Lastly, I asked the kids, “If you could start a blog about anything you wanted, what would you write about?” Below are the blog topics the kids called out, including one kid who is obviously obsessed with all things Tom Brady. (The hearts next to each one are Mazzy’s contribution.)


Then the teacher opened up the floor for questions.

“Where do you got to work?”

“That’s a good question! I go to an office every day, but since I write on my laptop, I can really work from anywhere.”

“Do you ever write on paper?”

“Not really. I find it much faster to type on the computer. Plus, my handwriting is not very good anymore.”

“Yeah, I can see that.” A boy motioned to where I had listed the blog topics. OUCH!

Another boy raised his hand in the back. “I have a Transformer that is really hard to use.”

“So you might want to tell your friends that they shouldn’t buy it?”


“Okay. If you had a blog you could write all about that. And maybe the company that makes Transformers would read it and work to make their product better.
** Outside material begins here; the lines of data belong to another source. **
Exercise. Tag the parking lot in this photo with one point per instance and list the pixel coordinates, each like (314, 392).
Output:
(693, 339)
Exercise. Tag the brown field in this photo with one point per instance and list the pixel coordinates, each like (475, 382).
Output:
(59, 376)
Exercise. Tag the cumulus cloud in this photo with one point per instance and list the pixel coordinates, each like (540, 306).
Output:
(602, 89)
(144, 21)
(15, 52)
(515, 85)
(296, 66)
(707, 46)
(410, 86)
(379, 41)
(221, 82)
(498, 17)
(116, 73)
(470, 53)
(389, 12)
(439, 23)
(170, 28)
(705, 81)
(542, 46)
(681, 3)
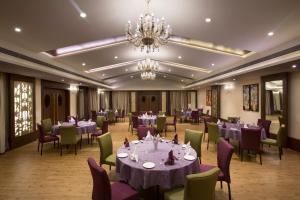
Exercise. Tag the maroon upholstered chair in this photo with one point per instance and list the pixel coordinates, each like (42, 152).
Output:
(103, 190)
(250, 140)
(195, 116)
(43, 138)
(135, 122)
(143, 130)
(265, 124)
(104, 129)
(206, 120)
(224, 154)
(172, 123)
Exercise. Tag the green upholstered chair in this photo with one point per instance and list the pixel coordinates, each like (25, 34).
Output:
(199, 186)
(69, 136)
(111, 116)
(106, 150)
(276, 142)
(160, 124)
(99, 122)
(129, 121)
(195, 139)
(47, 125)
(213, 133)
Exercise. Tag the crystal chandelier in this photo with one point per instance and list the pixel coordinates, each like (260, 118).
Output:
(150, 32)
(148, 68)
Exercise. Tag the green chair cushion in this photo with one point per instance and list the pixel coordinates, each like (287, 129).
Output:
(111, 160)
(176, 194)
(269, 141)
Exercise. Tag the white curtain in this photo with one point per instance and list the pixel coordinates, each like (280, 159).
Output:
(120, 100)
(178, 100)
(3, 113)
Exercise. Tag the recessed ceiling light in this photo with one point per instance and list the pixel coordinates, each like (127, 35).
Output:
(271, 33)
(207, 20)
(18, 29)
(83, 15)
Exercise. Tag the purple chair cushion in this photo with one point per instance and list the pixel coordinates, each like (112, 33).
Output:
(122, 191)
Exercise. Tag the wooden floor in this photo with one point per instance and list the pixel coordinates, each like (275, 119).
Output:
(24, 174)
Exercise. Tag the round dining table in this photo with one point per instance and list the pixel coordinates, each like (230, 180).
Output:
(162, 175)
(233, 131)
(147, 119)
(81, 128)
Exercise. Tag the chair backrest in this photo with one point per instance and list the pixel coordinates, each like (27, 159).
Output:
(135, 121)
(202, 185)
(100, 120)
(213, 131)
(160, 122)
(143, 130)
(67, 134)
(250, 138)
(104, 127)
(101, 184)
(47, 125)
(280, 135)
(195, 139)
(93, 115)
(106, 147)
(265, 124)
(225, 151)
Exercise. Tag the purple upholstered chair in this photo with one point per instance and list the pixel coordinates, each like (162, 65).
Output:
(135, 122)
(143, 130)
(103, 190)
(224, 154)
(265, 124)
(104, 129)
(206, 120)
(43, 138)
(250, 140)
(172, 123)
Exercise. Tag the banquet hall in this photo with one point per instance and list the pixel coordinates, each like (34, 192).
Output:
(150, 99)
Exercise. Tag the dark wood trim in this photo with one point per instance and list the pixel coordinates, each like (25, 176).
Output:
(294, 144)
(285, 80)
(24, 139)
Any other questions?”

He raised his hand again.

“The black one is easy.”

“Okay, so you could give a positive review to the black one.”

“But the yellow one is too hard.”

“Okay, so you’d recommend the black one to your friends but not the yellow one.”

A boy in front raised his hand. “Yes?”

“The black one is called the Black Knight. And the yellow one is called Bumblebee.”

“Okay, great. You can put that information in your review. You in the back?”

“I have Bumblebee also. It is too hard.”

That’s when the whole discussion got derailed into a Transformers support group and the teacher had to get everyone to focus.

Ah. Potty training, Transformer struggles, it’s all the same. It feels good to know others are struggling with the same things you are. That’s why people read and write blogs.

Hasbro, if you are listening— my daughter’s kindergarten class is very passionate about Transformers. They think Bumblebee is too hard to transform. Take that information and run with it.